0

How can I get the sum of a file from a substring and placing the sum on a specific position (different line) using powershell if have the following conditions:

Get the sum of the numbers from position 3 to 13 of a line that is starting with a character D. Place the sum on position 10 to 14 on the line that starts with the S

So for example, if i have this file:

F123trial   text
DA00000038.95==xxx11
DA00000018.95==yyy11
DA00000018.95==zzzyy
S        xxxxx

I want to get the sum of 38.95, 18.95 and 18.95 and then place the sum on position xxxxx under the line that starts with the S.

Gerson
  • 53
  • 1
  • 5

2 Answers2

1

You could try:

  • -match to find the lines using regex-pattern
  • The .NET string-method Substring() to extract the values from the "D"-lines
  • Measure-Object -Sum to calculate the sum
  • -replace to insert the value (searches using regex-pattern).

Ex:

$text = Get-Content -Path file.txt

$total = $text -match '^D' |
#Foreach "D"-line, extract the value and cast to double (to be able to sum it)
ForEach-Object { $_.Substring(2,11) -as [double] } |
#Measure the sum
Measure-Object -Sum | Select-Object -ExpandProperty Sum

$text | ForEach-Object {
    if($_ -match '^S') {
        #Line starts with S -> Insert sum
        $_.SubString(0,(17-$total.Length)) + $total + $_.SubString(17)
    } else {
        #Not "S"-line -> output original content
        $_
    }
} | Set-Content -Path file.txt
Frode F.
  • 52,376
  • 9
  • 98
  • 114
  • Hi Frode F, on your code, if I want to put the total on a calculated position on a field that starts with an S, say I want to put the answer on position 10 to 15 (which is the position of xxxxx in my example), whats gonna be the alternative for $_ -replace 'xxxxx', $total – Gerson Feb 21 '18 at 20:00
  • It depends.

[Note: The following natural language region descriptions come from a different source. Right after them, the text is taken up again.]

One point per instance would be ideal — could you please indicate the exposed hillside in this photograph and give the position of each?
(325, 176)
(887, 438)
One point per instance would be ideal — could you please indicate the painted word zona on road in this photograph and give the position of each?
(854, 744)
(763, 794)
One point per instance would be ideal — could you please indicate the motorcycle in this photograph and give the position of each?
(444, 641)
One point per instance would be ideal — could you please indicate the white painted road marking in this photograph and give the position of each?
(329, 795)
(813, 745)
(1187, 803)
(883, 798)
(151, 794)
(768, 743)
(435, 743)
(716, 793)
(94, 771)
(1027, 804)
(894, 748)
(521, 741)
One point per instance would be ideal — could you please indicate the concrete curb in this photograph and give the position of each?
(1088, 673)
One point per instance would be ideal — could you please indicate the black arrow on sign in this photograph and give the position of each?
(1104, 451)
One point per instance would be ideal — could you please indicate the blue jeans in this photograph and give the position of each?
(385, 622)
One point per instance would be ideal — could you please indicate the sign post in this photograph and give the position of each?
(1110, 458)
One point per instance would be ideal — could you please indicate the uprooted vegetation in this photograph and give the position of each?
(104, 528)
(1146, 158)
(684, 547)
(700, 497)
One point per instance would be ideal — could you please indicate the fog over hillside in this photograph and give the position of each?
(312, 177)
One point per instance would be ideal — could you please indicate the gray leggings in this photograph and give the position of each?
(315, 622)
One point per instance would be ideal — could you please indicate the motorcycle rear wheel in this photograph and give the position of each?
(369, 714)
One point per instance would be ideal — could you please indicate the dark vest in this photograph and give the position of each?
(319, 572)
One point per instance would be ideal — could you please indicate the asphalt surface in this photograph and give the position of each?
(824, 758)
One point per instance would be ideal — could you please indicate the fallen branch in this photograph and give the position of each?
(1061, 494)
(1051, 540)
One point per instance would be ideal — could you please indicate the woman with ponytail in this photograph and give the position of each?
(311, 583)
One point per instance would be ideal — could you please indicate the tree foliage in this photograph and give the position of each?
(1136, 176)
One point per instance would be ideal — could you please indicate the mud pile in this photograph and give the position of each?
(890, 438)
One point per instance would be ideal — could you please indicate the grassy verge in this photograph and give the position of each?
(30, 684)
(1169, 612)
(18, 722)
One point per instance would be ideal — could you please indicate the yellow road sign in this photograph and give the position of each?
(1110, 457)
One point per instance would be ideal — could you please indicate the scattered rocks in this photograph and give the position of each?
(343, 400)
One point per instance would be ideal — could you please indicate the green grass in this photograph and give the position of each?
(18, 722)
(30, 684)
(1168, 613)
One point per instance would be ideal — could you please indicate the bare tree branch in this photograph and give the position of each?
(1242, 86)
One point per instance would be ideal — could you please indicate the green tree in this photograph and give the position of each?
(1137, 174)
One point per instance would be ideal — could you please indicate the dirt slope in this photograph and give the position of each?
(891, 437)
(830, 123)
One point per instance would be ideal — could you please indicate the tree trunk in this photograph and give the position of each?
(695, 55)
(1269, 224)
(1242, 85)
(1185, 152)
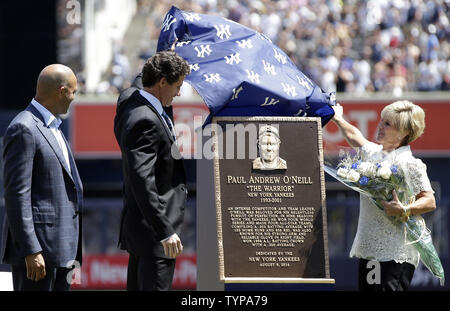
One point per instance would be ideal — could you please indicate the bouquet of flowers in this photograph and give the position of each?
(377, 178)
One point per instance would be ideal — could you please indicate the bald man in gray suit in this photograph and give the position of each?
(43, 192)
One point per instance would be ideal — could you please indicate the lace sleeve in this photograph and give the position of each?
(416, 176)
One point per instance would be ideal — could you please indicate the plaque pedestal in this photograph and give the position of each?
(279, 284)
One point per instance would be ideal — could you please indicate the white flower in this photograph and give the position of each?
(342, 172)
(353, 176)
(384, 172)
(367, 169)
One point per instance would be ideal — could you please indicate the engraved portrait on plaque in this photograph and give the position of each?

Will there always be a value in those positions or can the string end before the 10th char? What will you do if the result is longer or shorter than 6chars? – Frode F. Feb 21 '18 at 20:07
  • I will always put the sum on the position 10 until 18 characters like S00000003000000000000101.72 I will just overwrite whatever is used. so if I only have a sum of 100, then I will only overwrite the last 3 digits. If i have a sum of 4.2, then i will only overwrite the last 2 – Gerson Feb 21 '18 at 20:14
  • See updated answer. You may have to tune the numbers as I'm not sure if you want to end on 18 or 17 (position, index from 0..) – Frode F. Feb 21 '18 at 20:52
  • 1
    @FrodeF.: Good point about the culture-specific decimal mark (`.` vs. `,`) in general, but note that when using _string concatenation_, PowerShell actually uses the _invariant_ culture, where the decimal mark is always `.` E.g.: `$n = 1.2; 'val'+$n` -> `val1.2`, irrespective of the current culture. (There _are_ contexts where the current culture matters, however; e.g.: `'{0}' -f 1.2` and when outputting to the console; see [this answer](https://stackoverflow.com/a/37603732/45375) of mine.) – mklement0 Feb 21 '18 at 21:05
1

PowerShell's switch statement has powerful, but little-known features that allow you to iterate over the lines of a file (-file) and match lines by regular expressions (-regex).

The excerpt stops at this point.